Hamburg. HSV-Trainer erklärt seinen Standpunkt in der Causa Leistner, spricht über fehlende Qualität im Kader und über die Ungeduld der Fans.
Plötzlich war es wieder zu sehen. Dieses Funkeln in den Augen von Tim Walter, das immer dann aufblitzt, wenn der Trainer des HSV die maximale Bereitschaft für seine Spielidee spürt. So geschehen am Mittwoch auf der turnusmäßigen Pressekonferenz vor dem Auswärtsspiel an diesem Sonnabend beim 1. FC Heidenheim (13.30 Uhr/Sky und im Abendblatt-Liveticker), als Walter eine Frage über seinen Musterschüler Anssi Suhonen beantworten sollte.
Walter schwärmt über HSV-Talent Suhonen
Was denn der 20 Jahre alte Youngster der Konkurrenz auf seiner Position – immerhin der teuerste Zweitliga-Einkauf David Kinsombi und Neuzugang Ludovit Reis – momentan voraushabe, wollte einer der Medienvertreter wissen. „Die Leichtigkeit, die Lockerheit, die Freude“, antwortete Walter wie aus der Pistole geschossen und deutete damit an, dass Suhonen in Heidenheim zum zweiten Mal in Folge der Startelf angehören wird. „Das lebt er vor und das macht uns allen sehr viel Spaß“, ergänzte der HSV-Coach.
Erst einmal in Fahrt, geriet Walter regelrecht ins Schwärmen über Mittelfeldspieler Suhonen, der sich nach seinem Kreuzbandriss vor einem Jahr eindrucksvoll zurückgekämpft hat. „Die Jungs ziehen sich selbst an ihm ein bisschen hoch“, sagte Walter metaphorisch über den 1,70 Meter kleinen Finnen. „Er geht mit seinen jungen Jahren extrem voran.“
Walter erklärt Leistner-Aus beim HSV
Einer, der beim HSV dagegen nicht mehr vorangehen soll, ist Toni Leistner. Der 31 Jahre alte Innenverteidiger ist nach seinem Instagram-Eklat für einen Wechsel freigestellt worden. Am Mittwoch schilderte Walter, der zuletzt Leistners Professionalität intern moniert hatte, seinen Standpunkt. Darin machte der Trainer noch einmal deutlich, dass der Verteidiger mit seiner Reservistenrolle derart unzufrieden war, dass er sich offenbar nicht mehr in den Dienst der Mannschaft bringen wollte.

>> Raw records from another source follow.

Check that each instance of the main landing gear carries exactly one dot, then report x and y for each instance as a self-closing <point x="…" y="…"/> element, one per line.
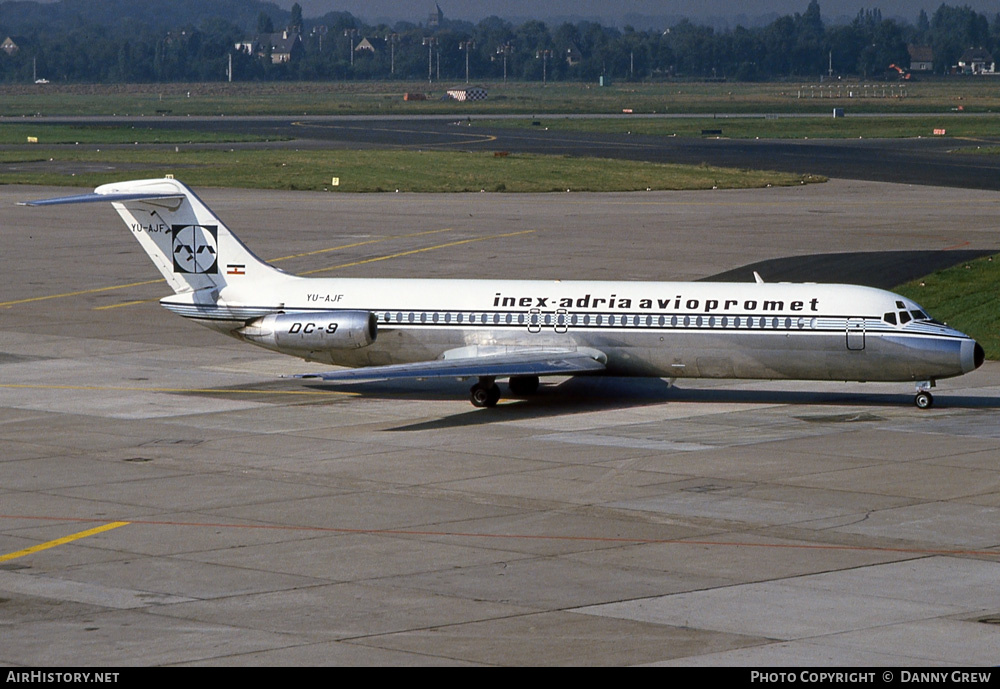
<point x="924" y="399"/>
<point x="486" y="393"/>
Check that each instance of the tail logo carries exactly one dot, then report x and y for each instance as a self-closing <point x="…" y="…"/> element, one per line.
<point x="196" y="248"/>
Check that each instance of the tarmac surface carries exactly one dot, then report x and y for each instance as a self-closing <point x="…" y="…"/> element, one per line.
<point x="168" y="499"/>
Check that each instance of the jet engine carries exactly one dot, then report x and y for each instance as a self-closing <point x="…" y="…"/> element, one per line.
<point x="312" y="330"/>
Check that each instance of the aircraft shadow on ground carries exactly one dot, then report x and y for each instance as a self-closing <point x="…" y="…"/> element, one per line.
<point x="582" y="395"/>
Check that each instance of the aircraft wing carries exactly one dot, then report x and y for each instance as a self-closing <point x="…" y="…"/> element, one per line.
<point x="500" y="365"/>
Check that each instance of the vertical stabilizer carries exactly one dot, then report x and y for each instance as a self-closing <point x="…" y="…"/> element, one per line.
<point x="190" y="246"/>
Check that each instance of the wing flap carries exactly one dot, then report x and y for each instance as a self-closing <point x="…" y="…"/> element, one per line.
<point x="547" y="363"/>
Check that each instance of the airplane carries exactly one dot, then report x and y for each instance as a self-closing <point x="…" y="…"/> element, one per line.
<point x="521" y="330"/>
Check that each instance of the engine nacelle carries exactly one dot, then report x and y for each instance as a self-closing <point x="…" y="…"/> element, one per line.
<point x="313" y="330"/>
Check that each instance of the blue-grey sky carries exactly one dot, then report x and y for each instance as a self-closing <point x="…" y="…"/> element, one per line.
<point x="620" y="12"/>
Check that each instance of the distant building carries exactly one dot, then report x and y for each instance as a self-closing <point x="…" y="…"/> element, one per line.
<point x="283" y="46"/>
<point x="921" y="58"/>
<point x="976" y="61"/>
<point x="437" y="17"/>
<point x="573" y="55"/>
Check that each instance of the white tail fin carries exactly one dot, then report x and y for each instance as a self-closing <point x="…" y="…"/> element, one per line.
<point x="192" y="248"/>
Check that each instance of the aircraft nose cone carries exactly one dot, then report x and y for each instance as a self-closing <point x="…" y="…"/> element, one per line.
<point x="973" y="355"/>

„Ich habe von Anfang an gesagt, dass wir alle Spieler brauchen, weil wir eine sehr lange Saison haben. Dafür ist es wichtig, dass wir eine Einheit sind“, sagte Walter. „Ich verstehe, wenn ein Spieler mit seiner Rolle nicht ganz zufrieden ist. Das gehört dazu. Aber wenn ich nicht spiele, dann muss ich mich im Training zeigen und mit Elan und einem gewissen Vorbild vorangehen – gerade als erfahrener Spieler.“ Doch dazu war Leistner offenbar nicht bereit.
Reicht die Qualität beim HSV, Herr Walter?
Auch unabhängig vom bevorstehenden Abgang Leistners fehlt es dem HSV momentan offensichtlich noch an Qualität im Kader, um den eigenen sportlichen Ansprüchen gerecht werden zu können. Das weiß auch Trainer Walter, der andeutete, dass es in der Mannschaft zwar viele talentierte Spieler gebe, die eine oder andere Soforthilfe aber noch fehle.
„Mit unserer Truppe verfügen wir über viele, viele Potenziale – gerade, was die Entwicklung von Spielern betrifft. Trotzdem muss man auch sehen, dass wir eine junge Mannschaft haben, die man noch weiterentwickeln muss“, stellte der Trainer klar. An einen Aufstieg scheint also momentan nur schwer zu denken sein. Es sei denn, Vorstand Jonas Boldt und Sportdirektor Michael Mutzel lösen ihr Versprechen ein, bis Dienstag noch mehrere Neuzugänge zu verpflichten.
Mindestens zwei Spieler sollen noch kommen. Bedarf hat der HSV vor allem im zentralen Mittelfeld. „Wir versuchen, Augen und Ohren offen zu halten“, kündigte Walter an, der im Fall der Fälle aber nicht meckern will. „Trotzdem bin ich zufrieden mit meinen Jungs. Wir haben Entwicklungspotenziale, die müssen wir natürlich erst einmal ausschöpfen, das ist ganz klar.“
Walters Appell an die HSV-Fans
Klar ist dem Trainer auch, dass die Fans bereit sein sollen, die neue, durchaus risikoreiche und zum Saisonstart defensiv anfällige Spielweise zu akzeptieren. Beim jüngsten Heimspiel gegen Darmstadt (2:2) waren die HSV-Anhänger schon ab der 15. Minute unruhig und pfiffen am Ende sogar die eigenen Spieler nach mehreren Rückpässen aus. Eine Reaktion, die Walter nicht gefiel, an der er aber durch einen besseren Auftritt der Mannschaft arbeiten will.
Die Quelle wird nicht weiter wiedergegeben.